Michał Cessanis, redakcyjny kolega, niedawno był w Bułgarii i za sprawą jego historii o tym, jak bardzo zmienił się na plus ten kraj, ile niesamowitych, zaskakujących miejsc odwiedził i czego doświadczył – a o czym przeczytacie na str. 60, sami nagle poczuliśmy ochotę się tam wybrać. Bułgaria jest jednym z najstarszych krajów w Europie, powstała w 681 r., trzecim po Włoszech i Grecji pod względem liczby najbardziej wartościowych stanowisk archeologicznych, drugim po Islandii, jeżeli chodzi o liczbę źródeł mineralnych – to prawdziwe królestwo spa.

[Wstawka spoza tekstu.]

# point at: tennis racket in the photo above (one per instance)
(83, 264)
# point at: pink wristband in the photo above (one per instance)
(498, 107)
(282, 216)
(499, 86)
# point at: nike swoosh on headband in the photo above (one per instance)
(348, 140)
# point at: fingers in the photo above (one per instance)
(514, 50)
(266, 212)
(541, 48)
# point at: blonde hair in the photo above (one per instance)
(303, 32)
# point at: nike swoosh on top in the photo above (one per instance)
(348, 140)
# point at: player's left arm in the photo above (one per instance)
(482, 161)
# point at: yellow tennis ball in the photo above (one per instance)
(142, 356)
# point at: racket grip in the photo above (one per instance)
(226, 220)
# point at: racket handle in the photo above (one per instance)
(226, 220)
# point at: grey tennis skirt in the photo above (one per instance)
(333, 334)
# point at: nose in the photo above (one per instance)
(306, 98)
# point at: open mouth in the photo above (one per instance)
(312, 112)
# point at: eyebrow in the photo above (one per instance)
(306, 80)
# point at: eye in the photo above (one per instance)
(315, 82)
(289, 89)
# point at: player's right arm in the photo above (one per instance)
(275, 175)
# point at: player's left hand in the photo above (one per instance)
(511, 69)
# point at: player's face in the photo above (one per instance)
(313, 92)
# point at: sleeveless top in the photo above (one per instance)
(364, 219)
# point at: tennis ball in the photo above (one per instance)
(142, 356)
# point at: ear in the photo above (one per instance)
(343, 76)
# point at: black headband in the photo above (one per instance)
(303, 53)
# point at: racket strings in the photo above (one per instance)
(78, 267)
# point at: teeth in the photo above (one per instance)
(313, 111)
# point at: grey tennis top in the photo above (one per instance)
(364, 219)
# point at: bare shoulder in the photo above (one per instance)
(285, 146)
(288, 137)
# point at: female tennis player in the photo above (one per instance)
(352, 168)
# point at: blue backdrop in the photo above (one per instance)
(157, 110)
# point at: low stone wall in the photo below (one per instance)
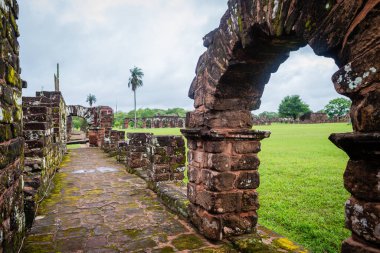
(12, 218)
(111, 141)
(167, 158)
(137, 150)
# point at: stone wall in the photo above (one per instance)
(137, 150)
(167, 158)
(12, 220)
(45, 145)
(112, 138)
(157, 122)
(253, 39)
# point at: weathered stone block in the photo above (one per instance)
(245, 162)
(246, 147)
(248, 180)
(363, 218)
(361, 179)
(215, 181)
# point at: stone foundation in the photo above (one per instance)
(137, 153)
(223, 178)
(167, 158)
(12, 219)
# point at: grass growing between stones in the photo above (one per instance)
(301, 192)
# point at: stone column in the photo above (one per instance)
(126, 123)
(167, 155)
(143, 123)
(223, 179)
(361, 179)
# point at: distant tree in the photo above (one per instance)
(135, 81)
(292, 106)
(268, 115)
(338, 107)
(91, 99)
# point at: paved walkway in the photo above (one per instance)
(98, 207)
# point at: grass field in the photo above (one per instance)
(301, 191)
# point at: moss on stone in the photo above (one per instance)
(132, 233)
(187, 242)
(285, 243)
(167, 249)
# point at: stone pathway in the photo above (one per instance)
(96, 206)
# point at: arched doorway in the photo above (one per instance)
(253, 39)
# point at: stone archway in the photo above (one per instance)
(253, 39)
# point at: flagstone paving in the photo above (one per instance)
(96, 206)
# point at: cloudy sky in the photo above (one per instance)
(96, 42)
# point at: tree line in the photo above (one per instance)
(293, 107)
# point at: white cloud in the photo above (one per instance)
(98, 41)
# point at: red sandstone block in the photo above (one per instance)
(352, 246)
(219, 162)
(361, 180)
(159, 169)
(246, 147)
(248, 180)
(177, 176)
(249, 201)
(215, 181)
(208, 224)
(215, 146)
(192, 144)
(245, 162)
(194, 174)
(192, 192)
(363, 219)
(237, 224)
(218, 202)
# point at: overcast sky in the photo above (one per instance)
(96, 42)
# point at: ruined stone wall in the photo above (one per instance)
(253, 39)
(111, 141)
(40, 162)
(167, 158)
(12, 220)
(45, 145)
(137, 150)
(157, 122)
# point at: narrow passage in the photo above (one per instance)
(96, 206)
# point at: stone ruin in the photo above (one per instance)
(45, 144)
(157, 158)
(98, 119)
(157, 122)
(251, 42)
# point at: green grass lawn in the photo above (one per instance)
(301, 191)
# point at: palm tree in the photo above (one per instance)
(134, 82)
(91, 99)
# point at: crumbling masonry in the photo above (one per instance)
(251, 42)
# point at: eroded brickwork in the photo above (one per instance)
(112, 138)
(252, 40)
(137, 150)
(12, 220)
(167, 158)
(45, 144)
(157, 122)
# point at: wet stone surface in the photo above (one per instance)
(96, 206)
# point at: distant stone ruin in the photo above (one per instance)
(156, 122)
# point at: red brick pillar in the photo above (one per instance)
(361, 179)
(126, 123)
(223, 179)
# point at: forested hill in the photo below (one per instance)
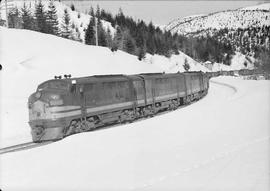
(217, 36)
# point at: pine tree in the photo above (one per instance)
(40, 18)
(27, 19)
(92, 12)
(66, 25)
(101, 35)
(129, 43)
(14, 19)
(118, 40)
(90, 37)
(72, 7)
(109, 38)
(186, 65)
(52, 19)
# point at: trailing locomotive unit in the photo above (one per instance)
(62, 107)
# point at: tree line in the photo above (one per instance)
(45, 21)
(139, 37)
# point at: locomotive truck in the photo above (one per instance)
(62, 107)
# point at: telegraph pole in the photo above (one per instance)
(6, 12)
(96, 32)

Ma też Płowdiw, jedno z najstarszych nieprzerwanie zamieszkanych miast na naszym kontynencie. Tutaj wytwarza się 85 proc. światowego olejku różanego i wreszcie to właśnie z tych terenów pochodził słynny Spartakus.
Z kolei o jej sąsiadce Rumunii piszemy za sprawą Magdy Rudzkiej, która wspominała swoją podróż do Transylwanii – a ta, jak wiadomo, jest domem Drakuli. Choć, co ciekawe, akurat jego wątek w tej całej zachwycającej krainie wydaje się najmniej interesujący. Rumunia ma też Drogę Transfogaraską określoną przez Jeremy’ego Clarksona najpiękniejszą drogą na świecie i z pewnością jedną z najtrudniejszych do pokonania. Oraz wiele innych równie wyjątkowych atrakcji. Sami przyznacie, że wybór nie jest łatwy.
Chyba nie pozostaje mi nic innego, jak rzucić monetą.